Michael Kenny, Laura O’Neill and Peadar Tóibín, TD, leader of Aontú, at the site of the graveyard in Clondone, Delvin.

New drive to clean up famine graveyard at Clondone, Delvin

A major drive to clean up the famine graveyard at Clondone, Delvin has been launched by local people with the support of Aontú and its leader, Peadar Tóibín, TD for Meath West. The overgrown burial ground of unmarked graves was attached to Castledelvin Workhouse, probably the last workhouse built in the country.

Deputy Tóibín visited the Clondone burial grounds recently, with Melanie McQuade, heritage officer at Westmeath County Council, and met some of the locals behind the campaign. They included local Aontú member, Michael Kenny of the Delvin Men’s Shed, who initiated the project.

On seeing the overgrown, unmarked graves Deputy Tóibín said: “It is sad that, when these people were alive, they were the most marginalised, existing in terrible conditions. Now, in death, their graves are forgotten, overrun with brambles and cattle. We will try to get this place cleaned up.

“The burial ground was last cleaned up in 2000 for a prayer service and is now covered in briars and maintained mostly by grazing cows. We will be working over the coming months to have this site marked and maintained, so in their burials the poor souls lost here during the toughest of times will have their dignity respected.”

The plan is to establish ownership of the plot of land on which the graveyard sits and then to clear and maintain a path to it. Michael Kenny and Ronan Leonard have cleared the entrance already.

It is hoped that the graveyard can be marked officially as a burial ground and the group will be working with the CCIFV Marker Project, a campaign to commemorate the victims and emigrants of An Gorta Mor, sponsored by Irish-American, Bill Fahey. Ms McQuade has provided them with resources on the care and conservation of burial sites such as this.

The local people who have been involved in the project so far are Michael Kenny of the Men’s Shed, Eamon Clancy of Delvin Historical Society, local genealogy enthusiast, Olive Power, and Laura O’Neill, a native of Delvin, secretarial assistant with Aontú and youth worker for the parish, to whom this project is important. However, several other local people have expressed an interest in helping out too.

Castledelvin Workhouse was built on a 12-acre site to accommodate 400 inmates seven years after the start of the famine. According to research carried out by Olive Power, the 1911 census shows that John Barry was its master, aged 50 and single and living there with 10 staff and 103 inmates. He describes the building as being of brick or stone with slate or tiled roof and having 39 rooms with 15 outhouses, sheds and workshops.

Ms Power found the census figures a microcosm of life at the time. She remarked on the debilitating illnesses that led people to the workhouse, including asthma and ulcers and more worrying, phthisis – wasting away or consumption.
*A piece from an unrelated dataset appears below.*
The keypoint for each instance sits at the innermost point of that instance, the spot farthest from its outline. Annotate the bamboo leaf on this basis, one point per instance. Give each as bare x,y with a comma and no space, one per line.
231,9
When the workhouse closed in the 1920s some of the families were allowed to stay on.

The building was demolished in the 1940s and is now the site of a small housing estate, The Spike – Spike being the colloquial name for a workhouse, according to Ms Power.

She is anxious to see the burial ground cleaned up as a mark of respect to those buried there, many of whom were known only by their initials or snippets from information gleaned from parish records or census forms.

According to the Buildings of Ireland, Clondone graveyard was attached to the Castledelvin Union Workhouse and dates to c1850. It is set within a rubble limestone wall on a rectangular plan. The graveyard is entered through an arched wrought-iron entrance surmounted by plain cross finial to northeast corner. This simple wrought-iron entrance gate with cross finial is deemed to be of artistic interest and a poignant reminder of times past.

The Buildings of Ireland website describes it as a picturesque, if sombre feature in the landscape. It says the site is of particular importance as the graveyard of the former Union Workhouse which lay to the immediate north-east of this site.

Delvin Poor Law Union was the last created in Ireland, so it is likely that the associated workhouse was also the last built in the country.

It was designed by the Poor Law Commissioners architect George Wilkinson (1814-90), c.1850, based on one of his standard designs to accommodate 400 inmates. Its construction cost £5,200 plus £885 to fit it out. The workhouse was damaged in the 1920s during The Troubles when it housed the Civic Guards, and it was demolished c.1940.

The lack of grave markers suggests unmarked graves or perhaps that the original grave markers were made from timber and have long since decayed.